Chapter Twenty-Three
Okay, I have maybe five minutes before I need to get back to this ridiculous GhostWalk and pretend all is right with the world. So chime in anytime. Why is the harness we traded to a rental car clerk for information in Ljubljana, Slovenia, on our last mission, dangling from my hands in Scotland tonight?”
“What is significant about that particular item?” asked Vayl. “Let us concentrate on that for a moment, shall we?”
“Jack wore it when he belonged to Samos,” I said.
“And you have been seeing visions of Samos,” Vayl said.
“Yeah.”
“I thought he was dead,” said Cole.
“He is.” I went over the moment of his passing one more time in my mind. “Yeah. Definitely dead.”
“So maybe somebody’s trying to raise his ghost,” said Albert.
I stared at him. “Why would anyone—” I remembered the slashes on Vayl’s chest. Samos could still do damage if Albert was right. But it didn’t make sense. Ghosts are tied to places, especially those associated with their deaths. Which meant if Samos was walking, he should’ve been trotting around the base of a mountain in Patras, Greece. Plus, I’d never heard of a vampire shade. Because in order to leave something behind, you kinda have to have something to start with.
I sighed. “Any other ideas?”
“Maybe someone wants to hurt Jack. Or, more specifically, hurt you by hurting him,” said Vayl. “It is no secret that you took possession of him after Samos died.”
“Then why not a direct attack?” I asked. “Why bury his old harness in a place they didn’t even realize either of us would turn up?”
“Looks like we’re moving on,” said Cole.
“All right, we will continue this discussion later,” said Vayl. “Meanwhile, everyone keep an eye open for suspicious behavior relating to Jack. And, Jasmine, if you see Samos’s face again, tell me immediately.”

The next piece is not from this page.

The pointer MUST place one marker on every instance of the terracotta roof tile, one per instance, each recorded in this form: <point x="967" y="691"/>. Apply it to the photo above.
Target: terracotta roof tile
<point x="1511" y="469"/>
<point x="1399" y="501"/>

“Okay.” I knelt down and rubbed Jack on the head, just where he liked it best. What’s up with you, huh? Who would go to all the trouble of tracking down your old harness? Who would even have the power to—
Floraidh.
Fucking Scidairan who had given Samos the idea to burn me and mine to death when we battled in Patras, assuring him
it would imbue him with awesome powers. Now that I thought about it, that sounded like more than a simple ally. In fact, it kinda sounded like someone who cared. Someone who would, maybe, want to see her honey again. And nothing could move Samos like his beloved pet, Ziel.
Back off this right now, Jaz. You’re supposed to be protecting Floraidh, remember? Anything short of that could get you canned.
I looked at the leather straps hanging from my hands. I could fling them off into the trees. Cut them into tiny pieces and scatter them across the Highlands. Or rebury them.
Goddammit. I shoved them back in my jacket, tucking enough of the leather down my sleeve that I was sure the harness wouldn’t slip out accidentally. I headed back toward the party, linking my arm loosely through Albert’s as Jack sauntered between us.
“We’re heading to the Hoppringhill cemetery next, right?” I asked.
Albert checked his itinerary. “Yep. This says we might see the ghosts of a couple of star-crossed lovers who both drank poison there after the girl’s parents forbade them to see each other.” He looked up from the paper in his hand. “Star-crossed? Don’t they mean mentally ill?”
“I don’t—”
“Well, come on. What’s romantic about pouring bleach down your throat when all you have to do is wait around for a couple of years till you’re old enough to tell your folks to shove it?”
I sighed. “Is that what happened with you and Mom?”
He glared at me, like he usually did when I brought up his mostly miserable marriage. “Don’t you even have any idea when we got together?”
“No.”
“She was already your age.” He hesitated. “She’d been married and divorced by the time I met her.”
I stopped, nearly toppling him over when I jerked him to a halt beside me. “What?”
“She never told you.” He shook his head. “I guess I shouldn’t be surprised. Secretive, that one. It was like pulling teeth to get her to tell me how she spent her goddamn day.”